By Nour El-Miligi
Update: 6 Museums have been added to the list, so keep reading!
Due to the novel coronavirus outbreak, all of Egypt’s archaeological sites were shut down. Yet currently many countries are slowly trying to function again and move towards gradually reopening their historical sites. After a Meeting that included the Minister of Tourism, Doctor Khaled El Anany and Secretary-General Of The Supreme Council of Antiquities, Doctor Mostafa Waziry as well as a number of ministers discussing archaeological reopening plans. The Egyptian Ministry of Tourism and Antiquities has announced the archaeological sites that are to reopen during the coming period while of course following the precautionary measures.
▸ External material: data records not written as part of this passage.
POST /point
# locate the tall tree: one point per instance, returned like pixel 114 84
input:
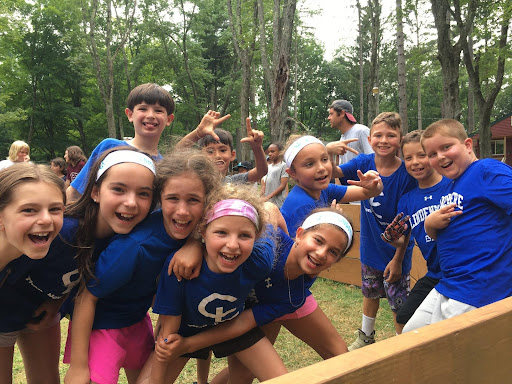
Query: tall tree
pixel 277 70
pixel 449 57
pixel 402 86
pixel 107 36
pixel 244 41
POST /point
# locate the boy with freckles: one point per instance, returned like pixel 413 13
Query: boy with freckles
pixel 472 228
pixel 384 268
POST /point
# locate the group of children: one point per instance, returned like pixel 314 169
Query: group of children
pixel 221 267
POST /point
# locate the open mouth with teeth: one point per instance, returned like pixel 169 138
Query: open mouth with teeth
pixel 39 238
pixel 124 217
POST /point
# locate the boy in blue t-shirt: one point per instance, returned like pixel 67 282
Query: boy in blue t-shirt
pixel 150 108
pixel 418 204
pixel 217 144
pixel 384 268
pixel 472 228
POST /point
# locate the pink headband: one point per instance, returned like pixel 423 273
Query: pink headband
pixel 233 207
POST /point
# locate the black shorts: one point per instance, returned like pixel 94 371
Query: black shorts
pixel 229 347
pixel 418 293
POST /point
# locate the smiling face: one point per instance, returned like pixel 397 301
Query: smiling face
pixel 384 140
pixel 318 248
pixel 32 220
pixel 221 155
pixel 124 197
pixel 448 155
pixel 417 163
pixel 312 169
pixel 229 241
pixel 149 119
pixel 183 198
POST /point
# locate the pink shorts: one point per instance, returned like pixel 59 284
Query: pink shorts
pixel 113 349
pixel 307 309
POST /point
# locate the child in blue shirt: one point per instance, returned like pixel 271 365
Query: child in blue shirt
pixel 385 270
pixel 231 268
pixel 417 205
pixel 150 108
pixel 475 207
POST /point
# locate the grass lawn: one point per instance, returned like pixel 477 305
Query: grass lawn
pixel 341 303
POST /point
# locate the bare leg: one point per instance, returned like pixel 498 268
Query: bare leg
pixel 41 353
pixel 370 307
pixel 203 369
pixel 6 355
pixel 317 331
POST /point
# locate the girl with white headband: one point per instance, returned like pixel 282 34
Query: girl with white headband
pixel 110 327
pixel 119 195
pixel 323 239
pixel 309 164
pixel 233 263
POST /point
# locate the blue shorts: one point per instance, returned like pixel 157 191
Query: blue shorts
pixel 375 287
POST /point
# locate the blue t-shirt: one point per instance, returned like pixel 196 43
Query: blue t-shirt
pixel 212 297
pixel 475 249
pixel 32 282
pixel 275 295
pixel 418 204
pixel 80 181
pixel 378 212
pixel 299 204
pixel 127 272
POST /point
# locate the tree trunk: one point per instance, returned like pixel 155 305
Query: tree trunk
pixel 485 105
pixel 449 57
pixel 402 88
pixel 373 98
pixel 277 73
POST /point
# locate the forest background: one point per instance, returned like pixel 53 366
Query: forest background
pixel 66 66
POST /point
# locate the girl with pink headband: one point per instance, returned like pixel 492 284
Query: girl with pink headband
pixel 323 239
pixel 233 263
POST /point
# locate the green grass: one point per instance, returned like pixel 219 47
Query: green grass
pixel 341 303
These reopenings will include the Baron Palace in Heliopolis district, the museums of Sharm El-Sheikh, and Kafr El-Sheikh, the Royal Vehicles of Bulaq, the National Museum of Egyptian Civilization in Fustat, Cairo Airport, and the new administrative capital. Moreover, according to reports, many museums will be ready to welcome visitors as well including The Egyptian Museum, Museum of Islamic Art, Luxor, Alexandria, and Hurghada Museums. The rest of the historical sites are to successively and gradually reopen.
Update: The Alexandria Museum of Fine Arts, Mohamed Nagy and Mahmoud Mokhtar Museums in Cairo, Museums on Taha Hussein, former president Gamal Abdel Nasser, and Mustafa Kamel, as well as the Umm Kulthum Museum in Manasterly Palace, and the Prince Taz Palace in Cairo’s permanent exhibition, are all set to open in July. The Naguib Mahfouz Museum will be open to visitors as of August.
During the meeting, certain guidelines and precautions have been addressed by Doctor Mostafa Waziry; museums will be only opening during the morning period and the maximum capacity of workers is 30 in open spaces while maintaining social distance. To add, workers ought to be wearing face masks and medical gloves throughout the entire working period and a daily checkup is to be carried out on them to ensure no one caught the virus.
A guide booklet will be distributed to all museums and archaeological sites to follow up and implement all instructions once work is resumed.